Her old hurdy-gurdy all day she’d parade
And this she would sing to each tune that it played.
So what you’re hearing are new words to an old tune. But there’s a third temporal layer to this: the third verse (not on the recording, but available here) has the line (just before the chorus)
She faded away, but they say in the streets
The ghost of that girl in Italian repeats…
So this is a song about people talking about the ghost of a girl singing a song that she made up to an old tune playing on her hurdy-gurdy. A Pathé newsreel film clip from 1923 of the “first wireless barrel organ” playing this song adds yet another layer to the story: here is a kind of hurdy gurdy playing, ghost-like through the ether, a song about people talking about the ghost of a girl singing a song that she made up to an old tune playing on her hurdy-gurdy. Incidentally, it’s wonderful to see people waltzing in the street as they hear the music. I nearly wrote “spontaneously waltzing” until I wondered whether perhaps Pathé had placed those people very carefully there to make the clip more interesting. Sadly, there’s no audio on the film.

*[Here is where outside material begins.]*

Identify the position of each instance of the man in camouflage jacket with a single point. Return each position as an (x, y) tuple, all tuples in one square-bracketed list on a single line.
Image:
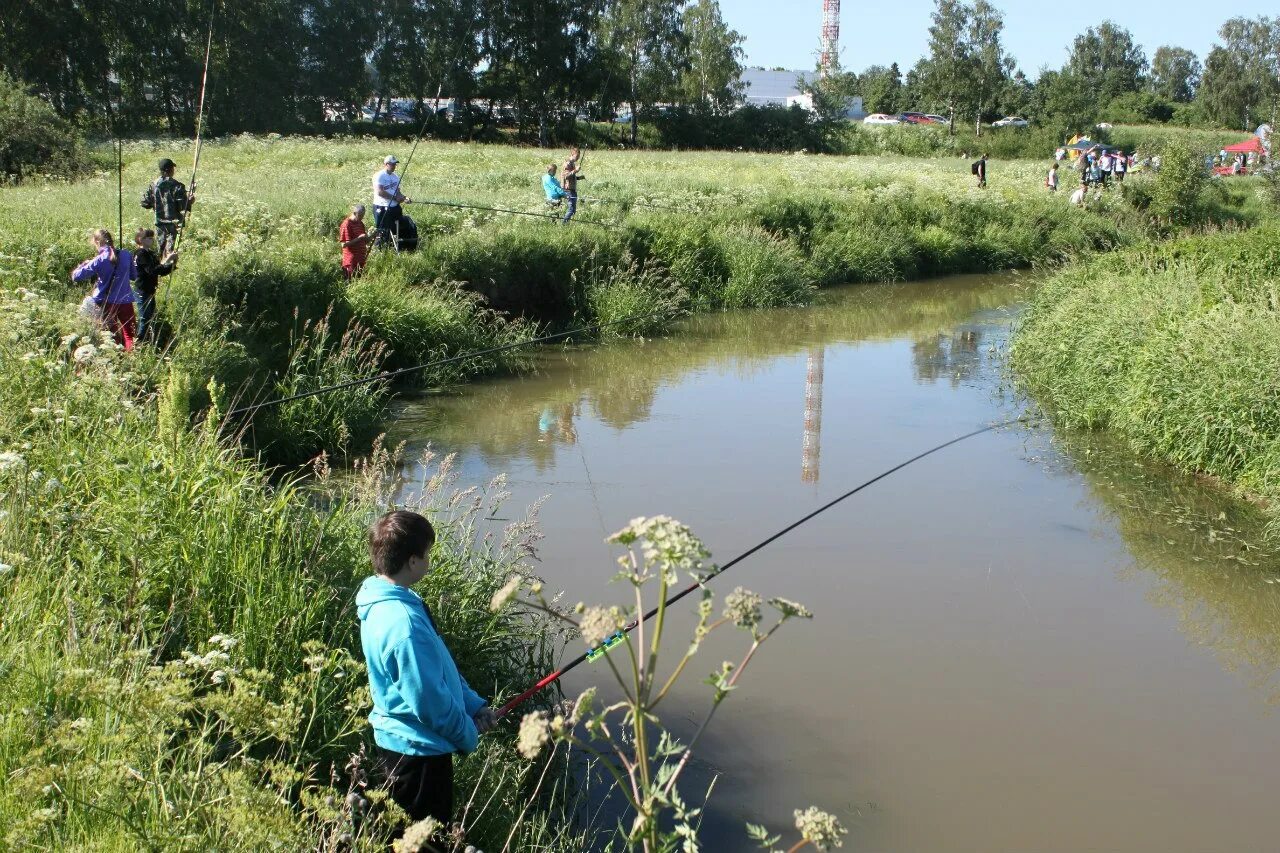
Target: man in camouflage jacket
[(168, 197)]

Reanimating ghosts: songs and musicians
When Florrie Forde sings Oh! Oh! Antonio, she brings that ghost of a song back into the physical present (in 1908, that is). That’s one of the things we do as musicians – let songs breathe a bit longer, or, if you like, plant them in ground where they’ll suddenly flourish again just when they were in danger of expiring. There is no natural process by which “great” songs stay hits purely on their own, it only happens by transmission, and the processes can be unpredictable and strange (and expensive, in the case of Pharrell Williams and Robin Thicke). They are “broadcast” both in the TV/Radio/Internet sense, but also in physical form as sheet music and records. They travel with people as carriers of songs, geographically and temporally.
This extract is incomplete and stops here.